Benjamin Franklin Ferriss (September 22, 1849 – November 10, 1933) was a Missouri state jurist known for his role as special master in the Standard Oil trust litigation of the Progressive Era. Franklin Ferriss was also the father of Hugh Ferriss.

==Early life and education==
Born in Peru, New York on Lake Champlain, Ferriss was the child of Charles and Mercy (Macomber) Ferriss. He earned his Bachelor of Science degree at Cornell University in 1873, serving as Captain of the 1873 Crew Team, joined Phi Kappa Psi fraternity, and was member of the Irving Literary Society. Franklin Ferris then took his law degree at St. Louis Law School (1875), marrying Ms. Elizabeth Simon at St. Louis on Feb. 10, 1880. Elizabeth was described by one diarist as, ". . . a frank, wholesome woman, amiable & natural; no doubt a good friend and excellent mother and wife; with nothing of the precieuse offensiveness of manner . . . ." They were parents to Henry T. Ferriss, Margery Ferriss Semple, and Hugh Ferriss. The Ferriss family lived at 5828 Cabanne Avenue in St. Louis, Missouri; Judge Ferriss' chambers were at 820 Rialto Building of the same. Franklin Ferriss had a lifelong interest in music, golf and fishing.

==Practice of law==
Commencing the practice of law at St. Louis, Missouri in 1875, the future Judge Ferriss formed the law firm of Rowell & Ferriss with his brother-in-law, Clinton Rowell. The two also practiced with Joseph Henry Zumbalen, later professor of law at Washington University in St. Louis. Ferriss also served as a Member of the St. Louis City Council (1893–97) prior to being elected circuit judge, Eighth Judicial Circuit, State of Missouri in 1898. In 1902, Judge Ferriss served on the World's Fair Law Congress Committee, preparing for the St. Louis World's Fair. He resigned from the bench in 1903 to serve as General Counsel, Louisiana Purchase Exposition Company. Ferriss was also a director of the same. During this period, the Judge was also a professor of contracts and commercial law at Washington University School of Law.

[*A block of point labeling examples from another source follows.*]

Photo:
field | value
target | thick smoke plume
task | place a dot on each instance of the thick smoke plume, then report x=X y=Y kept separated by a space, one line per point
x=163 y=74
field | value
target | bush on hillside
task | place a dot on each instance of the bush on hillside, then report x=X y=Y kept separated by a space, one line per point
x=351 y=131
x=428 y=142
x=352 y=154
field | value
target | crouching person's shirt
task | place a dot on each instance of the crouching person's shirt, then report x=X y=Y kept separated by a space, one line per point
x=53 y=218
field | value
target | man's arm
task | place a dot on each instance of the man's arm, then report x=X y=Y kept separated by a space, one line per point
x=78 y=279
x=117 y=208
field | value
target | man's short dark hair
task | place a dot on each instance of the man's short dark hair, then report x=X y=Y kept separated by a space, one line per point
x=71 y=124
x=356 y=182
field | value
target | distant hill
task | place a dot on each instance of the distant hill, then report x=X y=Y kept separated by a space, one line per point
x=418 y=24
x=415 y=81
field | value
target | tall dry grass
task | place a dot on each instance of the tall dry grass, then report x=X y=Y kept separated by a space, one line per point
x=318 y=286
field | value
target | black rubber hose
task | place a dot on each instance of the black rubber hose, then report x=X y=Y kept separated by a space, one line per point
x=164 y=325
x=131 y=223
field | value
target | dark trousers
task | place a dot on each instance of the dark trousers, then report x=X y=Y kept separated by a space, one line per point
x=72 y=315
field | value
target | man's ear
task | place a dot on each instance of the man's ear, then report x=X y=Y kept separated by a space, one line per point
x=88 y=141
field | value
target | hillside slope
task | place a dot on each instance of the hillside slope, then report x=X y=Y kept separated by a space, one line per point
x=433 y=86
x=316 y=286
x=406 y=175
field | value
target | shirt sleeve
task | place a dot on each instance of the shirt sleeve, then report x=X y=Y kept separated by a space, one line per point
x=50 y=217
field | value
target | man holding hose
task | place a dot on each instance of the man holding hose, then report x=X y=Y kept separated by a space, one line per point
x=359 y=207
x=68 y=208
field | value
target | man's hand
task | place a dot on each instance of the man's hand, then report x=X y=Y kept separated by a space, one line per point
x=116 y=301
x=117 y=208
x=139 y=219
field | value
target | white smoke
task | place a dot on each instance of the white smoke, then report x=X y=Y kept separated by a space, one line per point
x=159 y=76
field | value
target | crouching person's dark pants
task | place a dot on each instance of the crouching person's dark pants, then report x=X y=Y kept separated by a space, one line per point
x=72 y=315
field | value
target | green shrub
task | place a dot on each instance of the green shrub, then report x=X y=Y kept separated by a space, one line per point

==Standard Oil litigation==
In 1907, Ferriss was appointed by the U.S. Government to serve as special examiner in the case of United States v. Standard Oil Company. Sitting at New York and Chicago, Judge Ferriss was charged with the collecting of evidence in the complex litigation. The United States Supreme Court would later order the break-up of Standard Oil in 1911. Governor Herbert Spencer Hadley then appointed Ferriss to the Supreme Court of the State of Missouri in 1910, filling a vacancy caused by Burgess' death. His first term expired on June 1, 1913. Ferriss was succeeded on the Supreme Court of Missouri by Charles Breckenridge Faris.

==Legacy==
Franklin and Elizabeth Ferriss' son, Hugh Ferriss (1889–1962), was an artist in the modern tradition. He graduated from Washington University in 1911. A critic of the École des Beaux-Arts, Hugh Ferriss became known for his arresting drawings of skyscrapers and futuristic cityscapes in the 1920s and 1930s. Judge Ferriss' grandson, also Franklin Ferriss (1911–2004), served as a Missouri jurist, as well. The younger Ferriss served on the St. Louis County Circuit Court from 1954 to 1981, after a stint at Slakey & Jones and in the United States Army (European Theatre, 1941–1945). He was a graduate from Yale University (1933), Columbia University (1935), and the Washington University School of Law (1948).

==Member==
Business Men's League, Irving Literary Society (Cornell University), King's Lake Hunting & Fishing Club, Mercantile Club, Normandie Park Club, Phi Kappa Psi, Republican Party, St. Louis Club.